2024-249. « Il avait toute la dignité d’un évêque, sans abandonner le genre de vie et la vertu d’un moine ».
11 novembre,
Fête de Saint Martin de Tours ;
Mémoire de Saint Menne, soldat et martyr.
Statue de Saint Martin sur le dôme de la basilique Saint-Martin, à Tours
Fils d’un officier des légions romaines, Saint Martin naquit en 316 à Sabaria en Pannonie (dans l’actuelle Hongrie), où son père était en garnison. Il fut toutefois élevé dans la patrie de sa famille, à Pavie (Lombardie), et il était, selon l’usage en vigueur, destiné à servir lui aussi sous les armes.
Bien que ses parents fussent païens, dès l’âge de dix ans le jeune garçon demanda à être reçu comme catéchumène. Deux ans plus tard, ayant entendu parler des exploits des solitaires d’Orient, il rêvait de partir loin des troubles du monde pour mener la vie monastique, mais il dut se soumettre à la volonté de ses parents et fut enrôlé dans l’armée. Ce qui ne l’empêchait pas de s’exercer à la pratique des saintes vertus évangéliques.
Charité de Saint Martin
(fresque dans l’église Saint-Martin d’Unteressendorf, Bade-Wurtemberg)
C’est lorsqu’il avait dix-huit ans, alors qu’il était en garnison à Amiens, dans le nord de la Gaule, que se situe l’épisode célèbre entre tous de la rencontre, un jour d’hiver, avec le pauvre nu et grelottant de froid à l’une des portes de la ville.
Comme personne n’était touché de compassion à ce spectacle, et bien qu’il n’eût sur lui que son manteau, parce qu’il avait déjà distribué ce qu’il possédait en aumônes, le serviteur de Dieu saisit son épée, coupa son manteau par le milieu, en donna une partie au pauvre et se couvrit du reste, malgré les railleries de ceux qui l’entouraient.
La nuit suivante, il vit le Christ lui apparaître, vêtu de la partie du manteau dont il avait recouvert le pauvre, et Il l’entendit dire à la multitude des anges qui L’entouraient : « Martin, encore catéchumène, M’a couvert de ce vêtement ».
« Martin M’a couvert de ce vêtement »
(fresque dans l’église Saint-Martin d’Unteressendorf, Bade-Wurtemberg)

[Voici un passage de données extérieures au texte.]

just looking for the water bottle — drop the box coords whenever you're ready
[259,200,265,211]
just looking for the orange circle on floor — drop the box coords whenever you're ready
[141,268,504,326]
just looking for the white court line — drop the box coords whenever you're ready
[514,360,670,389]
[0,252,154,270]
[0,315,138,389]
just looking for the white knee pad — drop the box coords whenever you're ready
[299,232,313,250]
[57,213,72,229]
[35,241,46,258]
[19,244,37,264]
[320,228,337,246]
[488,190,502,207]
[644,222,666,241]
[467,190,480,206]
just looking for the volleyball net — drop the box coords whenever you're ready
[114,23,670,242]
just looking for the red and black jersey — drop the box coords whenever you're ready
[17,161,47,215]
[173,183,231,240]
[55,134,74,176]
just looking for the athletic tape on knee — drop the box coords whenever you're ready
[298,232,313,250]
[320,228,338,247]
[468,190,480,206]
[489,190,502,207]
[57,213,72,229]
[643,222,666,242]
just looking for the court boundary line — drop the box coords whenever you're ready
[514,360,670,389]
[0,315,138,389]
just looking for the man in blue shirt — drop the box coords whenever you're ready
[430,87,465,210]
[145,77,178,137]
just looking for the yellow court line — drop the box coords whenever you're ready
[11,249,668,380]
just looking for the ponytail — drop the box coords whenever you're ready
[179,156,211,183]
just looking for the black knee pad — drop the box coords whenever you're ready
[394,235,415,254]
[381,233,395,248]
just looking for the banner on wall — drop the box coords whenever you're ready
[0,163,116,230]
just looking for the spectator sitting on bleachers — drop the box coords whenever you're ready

Martin fut baptisé peu après cet événement, et voulut aussitôt quitter l’armée pour devenir moine. Il dut cependant céder aux instances de son tribun et resta dans le monde, tout en étant moine au fond de lui-même. Il n’obtint son congé que bien des années après, alors qu’il était devenu officier de la garde impériale (juillet 356).
Il se précipita alors à Poitiers, pour s’attacher à la personne du grand Saint Hilaire (cf. > ici et > ici), qui, avant d’être envoyé en exil en Phrygie, l’ordonna exorciste, et lui donna sa bénédiction pour aller vivre seul dans un endroit retiré.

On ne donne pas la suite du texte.